このような広域変成帯の転石はその種類も模様も実に様々で、鈴鹿山脈の鈴鹿花崗岩よりも遥かに変化に富んでいますから面白い模様・色合い・形を持った石を見つける楽しみも倍加します。

領家変成岩のオブジェと台石。片麻岩化した石は鉱物の分離・再結晶によって優白部と優黒部のコントラストが際立ち、石の表面に様々な面白い模様を見せてくれる。

この辺りの領家変成岩( 片麻岩 )はある程度の深度で領家花崗岩のマグマによる強い熱変成を受けたため、高温と中程度の圧力で主に主に黒雲母の微細結晶が層理面に沿って薄く凝集した優黒部とその間に挟まれるように石英と長石からなる優白部が分離して再結晶化した片麻状組織とよばれる層状構造が形成されました。

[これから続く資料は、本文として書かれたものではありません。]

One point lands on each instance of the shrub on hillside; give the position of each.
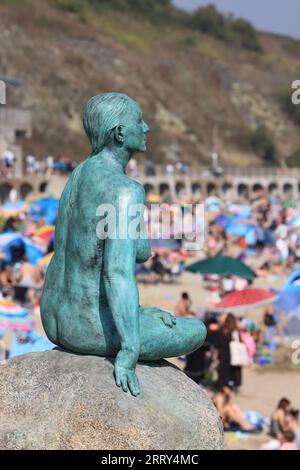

また布引山地の南部に行くに従って変成の度合いが高まり、変成鉱物の組み合わせが変化して菫青石・珪線石・電気石・柘榴石などが出現・消滅します。これらの様子は何人もの学者によって研究され、鉱物の出現・消滅線 アイソグラットが明らかにされています。

上は砂泥質岩を原岩とする縞状片麻岩の片状構造( 片理 ) 堆積した層理面に沿って平板状の黒雲母が層状に重なって配列し、その間を石英( 淡い茶色 )と長石( 白色 )の再結晶バンドが走る。石英や長石もある程度層状に配列しているが高圧変成岩ではないため粒状の結晶にはあまり圧力によって押しつぶされた感じはない。 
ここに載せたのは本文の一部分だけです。